Vietnamese Pork
Easy Vietnamese Caramelized Pork
Shopping list: 2 Armenian cucumbers, ginger, 3/4 pound pork tenderloin, fish sauce, peanuts, mint, basil, 1 lime.
Staples: 1 small onion, rice vinegar, oil, sugar, pepper, Sriracha.
Serves 2.
Pour a couple tablespoons of rice vinegar into a small bowl and add a pinch of salt and a teaspoon of sugar. Slice two Armenian cucumbers into thin rounds, along with a small knob of ginger. Put them into the vinegar and allow the flavors to mingle while you make the pork.

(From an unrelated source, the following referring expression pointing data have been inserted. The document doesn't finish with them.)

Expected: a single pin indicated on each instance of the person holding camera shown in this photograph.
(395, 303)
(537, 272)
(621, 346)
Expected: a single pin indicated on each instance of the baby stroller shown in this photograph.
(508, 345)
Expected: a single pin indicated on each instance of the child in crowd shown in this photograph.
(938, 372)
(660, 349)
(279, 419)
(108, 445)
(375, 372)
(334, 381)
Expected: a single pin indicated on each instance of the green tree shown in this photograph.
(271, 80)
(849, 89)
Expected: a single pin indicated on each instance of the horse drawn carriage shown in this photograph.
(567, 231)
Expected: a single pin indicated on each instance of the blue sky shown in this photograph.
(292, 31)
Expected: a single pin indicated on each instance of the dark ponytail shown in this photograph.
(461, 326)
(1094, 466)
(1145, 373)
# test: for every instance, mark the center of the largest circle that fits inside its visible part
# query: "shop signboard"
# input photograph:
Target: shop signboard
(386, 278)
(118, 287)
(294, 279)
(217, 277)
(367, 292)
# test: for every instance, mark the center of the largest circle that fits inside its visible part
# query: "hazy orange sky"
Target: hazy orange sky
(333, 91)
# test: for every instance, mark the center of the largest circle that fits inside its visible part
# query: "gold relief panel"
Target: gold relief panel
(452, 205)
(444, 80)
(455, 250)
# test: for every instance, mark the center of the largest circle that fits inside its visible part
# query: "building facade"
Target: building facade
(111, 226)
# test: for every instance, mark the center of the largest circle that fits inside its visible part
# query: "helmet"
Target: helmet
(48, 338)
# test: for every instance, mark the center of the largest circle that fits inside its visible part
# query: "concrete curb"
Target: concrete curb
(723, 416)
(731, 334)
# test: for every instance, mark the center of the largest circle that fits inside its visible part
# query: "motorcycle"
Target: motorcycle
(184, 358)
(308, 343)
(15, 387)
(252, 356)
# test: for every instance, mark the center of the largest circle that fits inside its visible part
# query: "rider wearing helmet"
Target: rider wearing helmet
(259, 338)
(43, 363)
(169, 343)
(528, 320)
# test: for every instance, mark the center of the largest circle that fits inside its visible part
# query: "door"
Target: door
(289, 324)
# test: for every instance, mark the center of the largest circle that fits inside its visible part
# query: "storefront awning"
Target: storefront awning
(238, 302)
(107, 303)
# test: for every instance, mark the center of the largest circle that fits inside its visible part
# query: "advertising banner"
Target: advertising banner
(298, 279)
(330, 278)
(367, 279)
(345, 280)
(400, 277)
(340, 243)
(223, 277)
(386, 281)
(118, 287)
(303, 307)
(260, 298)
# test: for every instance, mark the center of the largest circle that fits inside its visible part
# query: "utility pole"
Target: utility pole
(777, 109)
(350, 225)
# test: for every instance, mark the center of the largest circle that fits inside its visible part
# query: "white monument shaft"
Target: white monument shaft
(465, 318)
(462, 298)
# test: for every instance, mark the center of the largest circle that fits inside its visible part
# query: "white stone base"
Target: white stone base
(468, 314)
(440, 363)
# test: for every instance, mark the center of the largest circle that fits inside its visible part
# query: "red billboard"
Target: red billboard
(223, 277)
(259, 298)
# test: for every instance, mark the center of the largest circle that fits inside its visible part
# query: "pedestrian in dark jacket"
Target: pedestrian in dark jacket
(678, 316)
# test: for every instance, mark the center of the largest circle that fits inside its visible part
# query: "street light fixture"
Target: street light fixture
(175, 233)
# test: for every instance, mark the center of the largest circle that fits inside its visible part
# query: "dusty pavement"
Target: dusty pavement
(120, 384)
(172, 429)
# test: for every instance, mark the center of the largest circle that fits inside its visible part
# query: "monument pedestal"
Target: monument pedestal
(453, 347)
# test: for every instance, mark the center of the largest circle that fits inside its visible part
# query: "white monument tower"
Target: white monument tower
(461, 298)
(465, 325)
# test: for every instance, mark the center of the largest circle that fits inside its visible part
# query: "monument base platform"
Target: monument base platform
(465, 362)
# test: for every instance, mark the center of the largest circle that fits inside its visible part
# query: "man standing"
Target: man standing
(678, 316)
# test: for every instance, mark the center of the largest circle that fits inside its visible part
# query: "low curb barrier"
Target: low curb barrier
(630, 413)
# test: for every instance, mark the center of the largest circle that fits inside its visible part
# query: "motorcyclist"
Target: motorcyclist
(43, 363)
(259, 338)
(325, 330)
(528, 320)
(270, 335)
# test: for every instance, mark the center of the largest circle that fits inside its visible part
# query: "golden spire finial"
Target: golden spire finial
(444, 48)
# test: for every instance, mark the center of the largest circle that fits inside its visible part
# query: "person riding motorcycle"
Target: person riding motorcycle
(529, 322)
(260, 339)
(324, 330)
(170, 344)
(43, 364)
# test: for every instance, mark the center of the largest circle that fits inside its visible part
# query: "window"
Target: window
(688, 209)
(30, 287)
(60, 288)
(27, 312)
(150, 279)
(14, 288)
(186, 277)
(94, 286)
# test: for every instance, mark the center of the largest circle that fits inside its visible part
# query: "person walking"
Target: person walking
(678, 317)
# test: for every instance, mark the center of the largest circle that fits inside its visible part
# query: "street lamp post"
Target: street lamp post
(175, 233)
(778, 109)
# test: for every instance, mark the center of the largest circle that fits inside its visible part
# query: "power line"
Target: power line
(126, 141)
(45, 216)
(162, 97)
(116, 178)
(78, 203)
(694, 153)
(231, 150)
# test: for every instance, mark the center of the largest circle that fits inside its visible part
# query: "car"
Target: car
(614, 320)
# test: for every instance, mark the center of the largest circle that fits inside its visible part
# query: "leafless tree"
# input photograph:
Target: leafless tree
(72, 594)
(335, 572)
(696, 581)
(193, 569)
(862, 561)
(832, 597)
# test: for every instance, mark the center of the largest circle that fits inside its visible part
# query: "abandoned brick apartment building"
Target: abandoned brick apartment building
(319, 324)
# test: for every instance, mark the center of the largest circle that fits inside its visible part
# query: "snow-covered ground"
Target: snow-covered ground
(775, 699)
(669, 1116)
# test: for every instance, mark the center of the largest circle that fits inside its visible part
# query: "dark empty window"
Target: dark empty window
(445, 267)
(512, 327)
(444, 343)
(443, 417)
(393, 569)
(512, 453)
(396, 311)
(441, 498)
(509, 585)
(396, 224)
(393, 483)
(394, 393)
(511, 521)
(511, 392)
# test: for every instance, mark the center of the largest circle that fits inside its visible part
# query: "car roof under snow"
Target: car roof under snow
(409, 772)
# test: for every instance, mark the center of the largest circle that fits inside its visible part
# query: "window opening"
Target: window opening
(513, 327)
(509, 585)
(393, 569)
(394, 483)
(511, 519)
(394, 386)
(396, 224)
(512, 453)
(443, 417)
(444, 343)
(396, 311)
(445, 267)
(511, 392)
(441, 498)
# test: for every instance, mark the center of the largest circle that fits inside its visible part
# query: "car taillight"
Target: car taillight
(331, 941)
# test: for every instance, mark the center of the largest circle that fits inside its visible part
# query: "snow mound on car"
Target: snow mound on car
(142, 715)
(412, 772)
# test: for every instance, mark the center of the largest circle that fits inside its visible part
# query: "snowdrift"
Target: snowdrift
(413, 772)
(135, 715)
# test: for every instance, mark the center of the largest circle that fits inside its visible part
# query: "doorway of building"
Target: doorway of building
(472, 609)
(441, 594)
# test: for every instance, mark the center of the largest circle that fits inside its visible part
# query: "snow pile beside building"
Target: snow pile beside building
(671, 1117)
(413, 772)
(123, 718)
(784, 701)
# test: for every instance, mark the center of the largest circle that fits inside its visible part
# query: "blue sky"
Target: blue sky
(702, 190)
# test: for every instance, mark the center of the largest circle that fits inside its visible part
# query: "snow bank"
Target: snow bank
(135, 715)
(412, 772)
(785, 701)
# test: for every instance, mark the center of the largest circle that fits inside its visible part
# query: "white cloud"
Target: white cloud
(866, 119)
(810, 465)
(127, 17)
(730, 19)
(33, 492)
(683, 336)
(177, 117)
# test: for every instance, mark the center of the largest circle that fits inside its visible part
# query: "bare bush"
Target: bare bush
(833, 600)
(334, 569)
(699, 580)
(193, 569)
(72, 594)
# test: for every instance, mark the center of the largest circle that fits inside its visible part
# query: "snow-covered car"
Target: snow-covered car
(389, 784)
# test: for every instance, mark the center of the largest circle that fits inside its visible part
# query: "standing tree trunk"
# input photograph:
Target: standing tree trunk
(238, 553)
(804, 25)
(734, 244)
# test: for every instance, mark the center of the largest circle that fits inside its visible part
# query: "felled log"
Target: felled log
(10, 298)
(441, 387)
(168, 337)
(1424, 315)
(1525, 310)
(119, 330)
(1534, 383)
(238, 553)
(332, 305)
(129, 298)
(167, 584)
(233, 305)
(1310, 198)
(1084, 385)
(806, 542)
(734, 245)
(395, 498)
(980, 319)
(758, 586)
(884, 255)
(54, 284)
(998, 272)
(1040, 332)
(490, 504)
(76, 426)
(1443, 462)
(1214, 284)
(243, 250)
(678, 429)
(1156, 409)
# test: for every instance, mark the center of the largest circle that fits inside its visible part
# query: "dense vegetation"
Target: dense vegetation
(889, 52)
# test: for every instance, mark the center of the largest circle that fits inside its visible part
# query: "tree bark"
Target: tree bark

Slice 3/4 pounds of pork tenderloin into very thin slices. (This is easiest if you get the meat very cold before slicing. It can be difficult to find small tenderloins; when I end up with more meat than I need, I chop the remainder and save it for another dish.)
Get a wok so hot that a drop of water dances on the surface and then disappears. Add a couple of tablespoons of peanut or neutral oil and immediately toss in one small onion, thinly sliced, and a clove of smashed garlic. As soon as it’s fragrant, add the pork and a tablespoon of sugar and stir fry, tossing every few minutes, for 10 to 15 minutes, until the pork has crisped into delicious little bits.
Take the wok off the heat and stir in two tablespoons of fish sauce; it should become completely absorbed. Grind in a lot of black pepper.
Remove the ginger from the cucumbers, drain, and mix into the pork.
Serve with rice. Put fresh mint and basil on the table, along with crushed peanuts, lime wedges and Sriracha, and allow each diner to make a mixture that appeals to them.
This will feed two people very generously. Unless you have a very large wok and a ferocious source of heat, the recipe does not double well; you want the pork to get really crisp.